Example 4: Trypsin hydrolysis of β-casein

The β-casein and the esterified β-casein obtained according to Example 2 were subjected to the action of trypsin (TPCK-treated bovine trypsin, 10,000-13,000 U/mg).

The native β-casein and the esterified β-casein (2 mg/ml) are dissolved in a 0.2 M Tris-HCl buffer at pH 8.0. The trypsin, previously dissolved in 0.01 N HCl, is added at an enzyme/protein substrate ratio (E/S) of 1.25º10. The resulting mixture is incubated at 20ºC; hydrolysis is stopped after 24 hours by adding 0.5 volumes of 0.2 N HCl.

Results

Fig. 15 shows the HPLC chromatographic profile of a trypsin hydrolysate of native β-casein (after 24 hours of hydrolysis).

Fig. 16 shows the HPLC chromatographic profile (after 24 hours hydrolysis) of a trypsin hydrolysate of methylated β-casein (ester).

Fig. 17 shows the HPLC chromatographic profile (after 24 hours hydrolysis) of a trypsin hydrolysate of ethylated β-casein (ester).

Fig. 18 shows the primary structure of β-casein A1; the letters A to N indicate the trypsin peptides of the native β-casein, and the atypical cleavage sites have been indicated: for the ethylated β-casein (o) and for the methylated β-casein (*).

Figures 19a and 19b show in tabular form the amino acid composition and the N-terminal sequences of the trypsin peptides of the native β-casein, the methylated β-casein and the ethylated β-casein.

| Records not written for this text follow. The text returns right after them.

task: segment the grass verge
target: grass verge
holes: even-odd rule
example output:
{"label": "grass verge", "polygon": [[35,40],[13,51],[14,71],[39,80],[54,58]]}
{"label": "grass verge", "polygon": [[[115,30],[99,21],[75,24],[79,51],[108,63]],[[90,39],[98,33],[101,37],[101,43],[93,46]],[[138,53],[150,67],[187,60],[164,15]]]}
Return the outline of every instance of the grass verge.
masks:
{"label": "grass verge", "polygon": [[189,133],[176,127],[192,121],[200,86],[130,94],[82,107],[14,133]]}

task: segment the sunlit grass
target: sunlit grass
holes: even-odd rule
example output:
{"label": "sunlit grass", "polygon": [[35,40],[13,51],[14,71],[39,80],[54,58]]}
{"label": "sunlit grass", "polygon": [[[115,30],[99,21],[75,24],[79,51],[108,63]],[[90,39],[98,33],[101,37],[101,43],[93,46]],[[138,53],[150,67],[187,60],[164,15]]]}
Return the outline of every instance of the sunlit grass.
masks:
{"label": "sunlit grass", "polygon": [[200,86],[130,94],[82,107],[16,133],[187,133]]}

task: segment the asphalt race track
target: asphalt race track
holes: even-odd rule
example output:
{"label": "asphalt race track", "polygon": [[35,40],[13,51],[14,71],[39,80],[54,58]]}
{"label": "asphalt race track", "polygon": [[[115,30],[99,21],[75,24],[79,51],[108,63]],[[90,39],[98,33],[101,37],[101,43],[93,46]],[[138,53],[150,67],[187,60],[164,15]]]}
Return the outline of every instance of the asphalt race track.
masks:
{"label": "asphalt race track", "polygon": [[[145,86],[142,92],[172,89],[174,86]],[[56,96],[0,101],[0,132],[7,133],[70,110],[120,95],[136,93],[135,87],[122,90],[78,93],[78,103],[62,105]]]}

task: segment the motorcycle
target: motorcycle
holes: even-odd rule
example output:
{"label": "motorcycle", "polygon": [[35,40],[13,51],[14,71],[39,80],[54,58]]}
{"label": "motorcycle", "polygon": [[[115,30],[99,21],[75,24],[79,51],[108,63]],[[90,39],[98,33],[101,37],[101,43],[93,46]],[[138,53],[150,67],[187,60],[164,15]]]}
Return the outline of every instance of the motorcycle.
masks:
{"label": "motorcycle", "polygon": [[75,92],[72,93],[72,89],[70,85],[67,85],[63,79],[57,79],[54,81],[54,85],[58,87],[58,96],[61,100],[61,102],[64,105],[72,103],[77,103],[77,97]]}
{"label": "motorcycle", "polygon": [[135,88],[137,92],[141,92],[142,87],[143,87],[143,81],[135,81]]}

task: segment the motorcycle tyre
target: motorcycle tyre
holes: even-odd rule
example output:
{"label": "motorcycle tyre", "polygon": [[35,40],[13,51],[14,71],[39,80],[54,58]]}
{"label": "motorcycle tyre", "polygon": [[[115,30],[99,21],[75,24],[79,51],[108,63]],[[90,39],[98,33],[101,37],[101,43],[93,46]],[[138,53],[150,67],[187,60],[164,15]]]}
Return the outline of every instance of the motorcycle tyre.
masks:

As with β-lactoglobulin, analysis of the trypsin peptides of β-casein shows that esterification does not prevent any cleavage of a target bond, even when an esterified aspartyl or glutamyl residue is in the vicinity of the target bond, resulting in the recovery of esterified peptides. Atypical cleavage sites were identified: Phe52-Ala53; Gln79-Thr80; Ser122-Gln123; Ser124-Leu125; Phe190-Leu191; Tyr193-Gln194; Val197-Leu198.

Claims (7)

1. Process for treating a substrate of animal or plant origin containing at least one protein or peptide provided with at least one esterifiable group other than the C-terminal carboxy group of the chain, by an enzymatic hydrolysis technique leading to the obtaining of peptide products, characterized in that it consists in subjecting, before the enzymatic hydrolysis operation, the protein substrate to an esterification reaction with at least one esterifiable group of the protein or peptide other than the possible esterification of the C-terminal carboxy group of the chain, the sequence of esterification and hydrolysis operations making it possible to obtain peptides at least some of which are esterified on at least one of their esterifiable groups, with the exception of their C-terminal carboxy group. 2. Process according to claim 1, characterized in that it consists in carrying out the esterification reaction with at least one carboxyl group of the protein or peptide. 3. Process according to claim 2, characterized in that the esterification of the protein or peptide takes place in the presence of an alcohol. 4. Process according to claim 3, characterized in that the esterification takes place in the presence of an aliphatic alcohol containing between 1 and 5 carbon atoms. 5. Process according to one of claims 1 to 4, characterized in that the esterification reaction is preceded by a partial hydrolysis of the protein. 6. Process according to one of claims 1 to 5, characterized in that the esterification reaction is followed by a sequence of hydrolysis operations using various proteolytic or peptidase enzymes. 7. Process according to one of claims 1 to 6, characterized in that a protein substrate is used which originates from milk and which contains in particular β-casein or β-lactoglobulin.